May 18, 2011 5:28pm

Lonely Planet: Worlds Found Wandering Interstellar Space

In 2006, the International Astronomical Union — the professional organization for astronomers — put itself through a painful and, for many members, embarrassing exercise: It tried to come up with a scientific definition for "planet," a word that dated from ancient times.

The crisis arose as astronomers found more and more worlds, some larger than Pluto, orbiting the Sun in the frozen wastes of the outer solar system.  Should they be called planets?  Would the solar system become a very crowded place?  Did Pluto still qualify?  What about all those people who grew up believing there were nine planets? (“My Very Educated Mother Just Served Us Nine Pizzas.”)

After heated argument, they came up with this: "A 'planet' is a celestial body that (a) is in orbit around the Sun, (b) has sufficient mass for its self-gravity to overcome rigid body forces so that it assumes a hydrostatic equilibrium (nearly round) shape, and (c) has cleared the neighbourhood around its orbit."

Kaboom.  Things changed with a paper in this week's edition of the journal Nature.

Study author Takahiro Sumi, an astrophysicist at Osaka University in Japan, reports that he's found at least ten Jupiter-sized objects wandering the nearby galaxy, apparently not part of any solar system. "These planetary-mass objects have no host stars that can be detected within about ten astronomical units," he writes. He only found them by watching to see if anything moved in front of distant stars, distorting their light.
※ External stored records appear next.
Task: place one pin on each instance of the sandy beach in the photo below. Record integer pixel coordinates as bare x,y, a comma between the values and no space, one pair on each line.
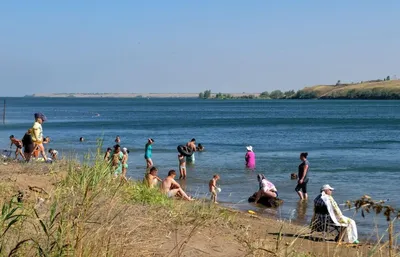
113,223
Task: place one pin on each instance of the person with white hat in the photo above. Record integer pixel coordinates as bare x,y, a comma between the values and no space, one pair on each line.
250,157
325,204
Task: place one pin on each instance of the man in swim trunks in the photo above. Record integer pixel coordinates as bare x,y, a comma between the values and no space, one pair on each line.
213,188
191,145
107,154
37,133
53,153
124,161
148,153
116,159
28,145
171,188
18,144
151,179
182,166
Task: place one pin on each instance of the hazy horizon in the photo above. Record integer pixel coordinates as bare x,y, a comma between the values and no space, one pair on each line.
188,47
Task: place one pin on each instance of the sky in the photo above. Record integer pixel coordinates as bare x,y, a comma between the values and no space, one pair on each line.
190,46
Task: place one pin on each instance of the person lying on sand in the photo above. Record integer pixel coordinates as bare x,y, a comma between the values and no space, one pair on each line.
151,179
171,188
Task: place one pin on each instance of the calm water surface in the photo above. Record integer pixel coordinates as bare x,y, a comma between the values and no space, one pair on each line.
353,145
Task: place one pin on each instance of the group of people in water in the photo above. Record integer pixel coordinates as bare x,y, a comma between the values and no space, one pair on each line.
324,205
33,142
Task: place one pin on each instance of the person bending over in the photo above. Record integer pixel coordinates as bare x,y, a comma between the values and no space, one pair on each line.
171,188
266,188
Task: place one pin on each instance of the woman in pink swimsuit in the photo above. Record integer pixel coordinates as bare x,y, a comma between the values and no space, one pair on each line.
250,158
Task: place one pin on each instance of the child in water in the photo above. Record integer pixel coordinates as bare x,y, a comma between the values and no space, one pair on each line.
213,188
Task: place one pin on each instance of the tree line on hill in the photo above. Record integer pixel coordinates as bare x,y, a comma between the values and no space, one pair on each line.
358,93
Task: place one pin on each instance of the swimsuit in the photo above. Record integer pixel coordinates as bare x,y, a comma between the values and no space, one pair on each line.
147,152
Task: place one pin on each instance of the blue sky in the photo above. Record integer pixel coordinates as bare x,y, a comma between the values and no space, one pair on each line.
189,46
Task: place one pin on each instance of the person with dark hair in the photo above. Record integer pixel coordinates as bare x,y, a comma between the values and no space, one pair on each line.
191,145
28,145
116,159
18,144
301,187
124,162
117,140
53,153
37,133
200,148
151,179
148,152
266,188
172,188
107,154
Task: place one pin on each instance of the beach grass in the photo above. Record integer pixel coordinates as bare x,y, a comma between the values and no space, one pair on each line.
89,212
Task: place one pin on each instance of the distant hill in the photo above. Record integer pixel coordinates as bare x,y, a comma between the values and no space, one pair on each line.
365,90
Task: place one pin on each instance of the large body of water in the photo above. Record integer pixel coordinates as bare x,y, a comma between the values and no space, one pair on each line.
352,145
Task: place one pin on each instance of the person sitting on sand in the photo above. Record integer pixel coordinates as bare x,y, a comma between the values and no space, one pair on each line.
324,204
182,166
116,159
18,144
28,145
53,153
124,162
266,188
107,154
213,188
200,148
250,157
151,179
37,133
171,188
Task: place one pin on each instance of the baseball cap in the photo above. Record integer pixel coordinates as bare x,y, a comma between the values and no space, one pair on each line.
326,186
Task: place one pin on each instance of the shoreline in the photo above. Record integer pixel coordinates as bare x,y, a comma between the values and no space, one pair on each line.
219,230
If they were orbiting stars, they would most likely fit the IAU's definition of "planet."  They're probably large enough to be round, but not large enough to generate heat and light as stars naturally do.  They have enough gravity that they probably swallow up any smaller space junk wandering their way.

They may have formed when stars did, but were, for some reason, flung free of them.  And here's the zinger: Sumi and others say that based on his two-year survey, such worlds may be more common than stars in our galaxy.
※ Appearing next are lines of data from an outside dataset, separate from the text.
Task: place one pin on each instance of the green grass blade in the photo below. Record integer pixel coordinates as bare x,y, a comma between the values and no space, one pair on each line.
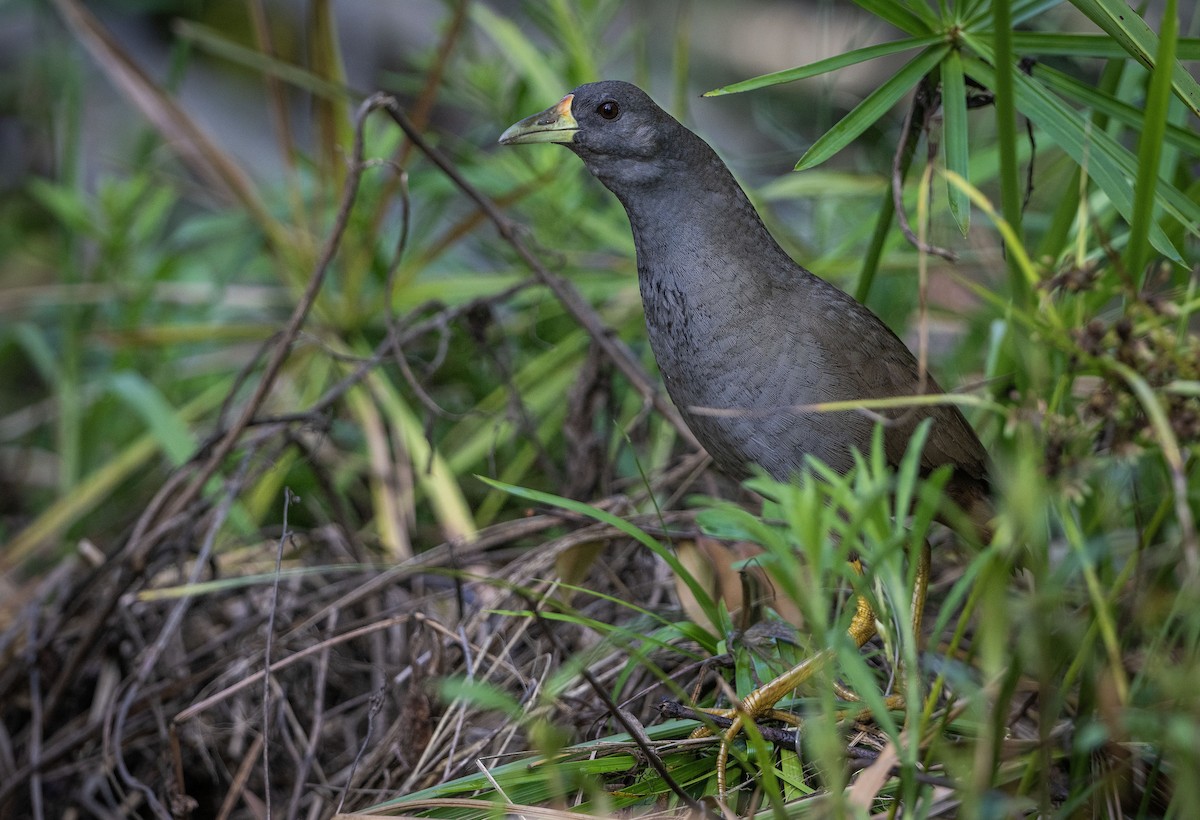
955,138
1108,163
1150,144
1107,103
1119,21
1006,137
868,112
825,66
1051,43
165,423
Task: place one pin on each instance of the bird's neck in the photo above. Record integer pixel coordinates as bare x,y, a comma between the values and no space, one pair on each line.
696,213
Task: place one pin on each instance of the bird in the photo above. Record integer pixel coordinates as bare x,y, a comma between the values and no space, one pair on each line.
748,340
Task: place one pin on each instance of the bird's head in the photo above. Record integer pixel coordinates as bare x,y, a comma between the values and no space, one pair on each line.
622,136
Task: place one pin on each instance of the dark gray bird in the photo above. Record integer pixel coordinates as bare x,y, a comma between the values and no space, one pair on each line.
744,336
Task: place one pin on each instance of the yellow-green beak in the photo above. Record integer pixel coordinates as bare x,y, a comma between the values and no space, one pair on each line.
553,125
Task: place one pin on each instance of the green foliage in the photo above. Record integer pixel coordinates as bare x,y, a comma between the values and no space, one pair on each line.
136,309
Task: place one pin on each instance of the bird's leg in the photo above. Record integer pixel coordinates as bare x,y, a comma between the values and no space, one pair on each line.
760,704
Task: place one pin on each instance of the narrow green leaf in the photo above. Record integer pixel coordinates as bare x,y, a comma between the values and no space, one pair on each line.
1107,103
1108,163
1121,23
870,109
954,137
1006,137
1150,144
163,420
1047,43
825,66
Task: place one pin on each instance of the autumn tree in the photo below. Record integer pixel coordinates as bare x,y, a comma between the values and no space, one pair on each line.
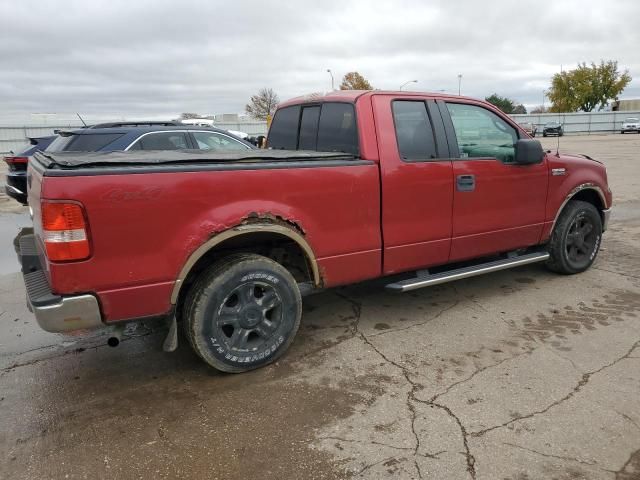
355,81
587,87
520,109
263,104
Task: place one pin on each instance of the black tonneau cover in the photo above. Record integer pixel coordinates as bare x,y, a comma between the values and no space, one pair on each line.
72,160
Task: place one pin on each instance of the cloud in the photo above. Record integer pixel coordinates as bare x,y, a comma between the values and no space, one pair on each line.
160,58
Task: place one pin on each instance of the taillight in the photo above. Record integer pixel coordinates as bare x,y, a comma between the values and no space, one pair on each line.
64,231
16,160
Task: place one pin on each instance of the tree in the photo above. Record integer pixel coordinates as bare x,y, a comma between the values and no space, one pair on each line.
263,104
355,81
587,87
503,103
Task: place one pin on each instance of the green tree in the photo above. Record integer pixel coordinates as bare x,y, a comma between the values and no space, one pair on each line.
587,87
503,103
355,81
263,104
540,109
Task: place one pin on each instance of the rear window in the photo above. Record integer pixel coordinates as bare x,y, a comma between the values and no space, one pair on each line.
284,129
330,127
91,142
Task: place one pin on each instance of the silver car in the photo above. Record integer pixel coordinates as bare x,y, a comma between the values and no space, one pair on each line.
631,125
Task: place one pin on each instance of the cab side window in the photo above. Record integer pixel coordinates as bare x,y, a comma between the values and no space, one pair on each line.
162,141
283,133
217,142
413,130
482,134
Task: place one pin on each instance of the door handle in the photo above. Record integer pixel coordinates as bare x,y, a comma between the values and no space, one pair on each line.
466,183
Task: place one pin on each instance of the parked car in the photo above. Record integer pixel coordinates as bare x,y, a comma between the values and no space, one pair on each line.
147,136
630,124
226,245
552,128
16,181
530,128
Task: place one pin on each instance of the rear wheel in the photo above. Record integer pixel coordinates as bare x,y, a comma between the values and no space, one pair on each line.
242,313
576,238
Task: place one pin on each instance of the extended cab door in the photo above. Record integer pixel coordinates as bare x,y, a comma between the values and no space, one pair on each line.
417,182
498,205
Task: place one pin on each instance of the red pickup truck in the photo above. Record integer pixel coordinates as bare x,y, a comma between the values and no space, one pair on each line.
356,185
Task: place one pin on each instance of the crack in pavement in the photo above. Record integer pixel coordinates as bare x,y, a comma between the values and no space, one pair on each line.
477,372
372,442
560,457
437,315
415,387
583,381
617,273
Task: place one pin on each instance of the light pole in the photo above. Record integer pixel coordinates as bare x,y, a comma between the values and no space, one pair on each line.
407,83
331,73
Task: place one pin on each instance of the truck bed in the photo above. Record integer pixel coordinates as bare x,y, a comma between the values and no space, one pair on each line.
147,212
72,161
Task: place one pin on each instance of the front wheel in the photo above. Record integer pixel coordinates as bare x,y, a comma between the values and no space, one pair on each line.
576,238
242,313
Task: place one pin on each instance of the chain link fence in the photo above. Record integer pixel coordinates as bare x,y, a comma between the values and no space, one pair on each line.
580,123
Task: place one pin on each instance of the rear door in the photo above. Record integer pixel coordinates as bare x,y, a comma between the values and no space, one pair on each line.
417,182
498,205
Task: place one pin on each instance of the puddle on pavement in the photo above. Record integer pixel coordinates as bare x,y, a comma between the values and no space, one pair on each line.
10,225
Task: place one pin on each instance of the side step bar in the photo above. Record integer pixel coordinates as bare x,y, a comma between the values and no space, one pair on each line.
466,272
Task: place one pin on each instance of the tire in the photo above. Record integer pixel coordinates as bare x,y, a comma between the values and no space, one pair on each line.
242,313
576,238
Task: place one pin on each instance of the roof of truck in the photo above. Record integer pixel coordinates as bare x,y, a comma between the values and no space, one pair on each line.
353,95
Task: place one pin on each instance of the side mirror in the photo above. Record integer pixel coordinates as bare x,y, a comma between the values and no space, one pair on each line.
528,151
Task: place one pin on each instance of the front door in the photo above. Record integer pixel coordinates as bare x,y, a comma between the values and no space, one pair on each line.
498,205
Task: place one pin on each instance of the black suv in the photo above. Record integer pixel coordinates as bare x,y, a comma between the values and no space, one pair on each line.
108,137
552,128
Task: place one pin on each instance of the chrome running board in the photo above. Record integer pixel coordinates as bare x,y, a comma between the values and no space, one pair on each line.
466,272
No saying what these bodies are really like close-up, but scientists suggest they must be dark, frozen, and desperately lonely in the eternal night.  They may have moons.  They may have seas of liquid that would be gas if they had suns to warm them, or sheets of ice made from compounds that would be liquid if there were ever daylight.  The view of the stars around them must be staggering.
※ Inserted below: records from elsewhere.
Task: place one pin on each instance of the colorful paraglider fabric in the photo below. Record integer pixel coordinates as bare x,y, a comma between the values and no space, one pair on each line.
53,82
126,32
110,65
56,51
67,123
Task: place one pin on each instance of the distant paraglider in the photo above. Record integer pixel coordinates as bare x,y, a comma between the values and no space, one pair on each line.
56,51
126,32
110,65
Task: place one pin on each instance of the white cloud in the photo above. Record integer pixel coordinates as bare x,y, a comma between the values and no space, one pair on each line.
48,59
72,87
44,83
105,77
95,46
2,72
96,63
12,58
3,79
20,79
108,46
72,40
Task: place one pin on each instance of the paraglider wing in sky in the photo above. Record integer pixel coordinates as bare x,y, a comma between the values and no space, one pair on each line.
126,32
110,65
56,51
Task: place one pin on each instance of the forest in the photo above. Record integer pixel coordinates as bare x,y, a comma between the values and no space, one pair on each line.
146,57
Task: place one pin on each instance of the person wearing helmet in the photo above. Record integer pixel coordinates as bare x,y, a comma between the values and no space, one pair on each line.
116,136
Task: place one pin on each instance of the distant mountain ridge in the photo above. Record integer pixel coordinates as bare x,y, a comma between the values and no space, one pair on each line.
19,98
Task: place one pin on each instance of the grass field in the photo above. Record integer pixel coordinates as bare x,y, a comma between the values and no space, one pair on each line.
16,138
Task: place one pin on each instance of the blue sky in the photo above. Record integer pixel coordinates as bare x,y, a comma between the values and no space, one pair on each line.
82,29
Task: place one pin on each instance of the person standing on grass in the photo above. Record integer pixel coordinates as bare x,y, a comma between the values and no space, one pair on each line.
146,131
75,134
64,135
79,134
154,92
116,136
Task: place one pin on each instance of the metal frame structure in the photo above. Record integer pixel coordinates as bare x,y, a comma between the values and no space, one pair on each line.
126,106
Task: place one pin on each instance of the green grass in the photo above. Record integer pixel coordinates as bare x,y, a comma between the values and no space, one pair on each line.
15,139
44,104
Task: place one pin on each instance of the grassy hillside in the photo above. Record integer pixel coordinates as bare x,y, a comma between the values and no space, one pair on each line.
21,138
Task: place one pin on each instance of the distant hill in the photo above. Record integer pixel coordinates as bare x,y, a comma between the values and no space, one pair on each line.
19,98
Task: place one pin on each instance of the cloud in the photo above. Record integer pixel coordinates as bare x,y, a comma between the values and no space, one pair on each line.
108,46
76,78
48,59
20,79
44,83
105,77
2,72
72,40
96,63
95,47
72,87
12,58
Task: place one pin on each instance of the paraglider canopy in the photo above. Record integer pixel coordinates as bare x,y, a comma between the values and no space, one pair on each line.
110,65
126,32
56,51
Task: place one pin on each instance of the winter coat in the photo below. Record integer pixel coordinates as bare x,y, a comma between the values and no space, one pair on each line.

Someone –perhaps Sumi — will have to come up with a name for them.

(Image: Artist's conception of a planet without a host star. Credit: NASA/JPL-Caltech.

User Comments

Why not call them Wanderers?

Posted by: Constance Graettinger | May 18, 2011, 6:28 pm 6:28 pm

Why not Evagors? Means to wander out…
Or Aberros – to wander..

Posted by: looncraz | May 18, 2011, 6:35 pm 6:35 pm

Constance and Looncraz’s suggestions are ironic. ‘Planet’ in Greek means ‘wanderer’. So it will be ironic to call these new objects aberros when they have the same original meaning of ‘planet’. ;D
Oh, well. I gues the IAU are going back to the drawing board. LOL! XD

Posted by: GWP | May 19, 2011, 10:04 am 10:04 am

“Celestial Bodies” works.

Posted by: Gerald | May 19, 2011, 11:58 am 11:58 am

The IAU vote never represented anything more than one opinion in an ongoing debate. In fact, it turns out no objects larger than Pluto have been found beyond Neptune. Eris, once thought to be larger than Pluto, turns out to be minimally smaller though more massive. Only four percent of the IAU voted on the 2006 definition, and most are not planetary scientists. Their decision was immediately opposed in a formal petition by hundreds of professional astronomers led by New Horizons Principal Investigator Dr. Alan Stern. This latest discovery only underscores how premature the IAU’s attempt to define the term planet is.

Posted by: Laurel Kornfeld | May 20, 2011, 3:13 pm 3:13 pm

Maybe they’re huge Leviathan creatures who thrive on space junk and/or dark matter???? I can guess and speculate, too. :-)

Posted by: LCook | May 21, 2011, 1:29 pm 1:29 pm

Does the IAU want to be scientific? Or does it want to continue clinging to this flawed and ridiculous idea a tiny minority of its members manipulated the system in order to foist on the world back in 2006, just so it won’t have to confront Pluto’s status again? It’s got more holes in it than Ted Nugent’s shooting targets. Here’s another one.

Posted by: Mark | May 21, 2011, 6:03 pm 6:03 pm

How about “Celestial Nomads”

Posted by: Dave | May 23, 2011, 11:46 am 11:46 am

“Bachelor Planets”

Posted by: Erin Kelley | June 20, 2011, 9:02 pm 9:02 pm

If one of them is green, call it Krypton! Ha Ha, no?

Posted by: John | August 4, 2011, 9:04 pm 9:04 pm

If one of them is green, call it Krypton! Ha Ha, no?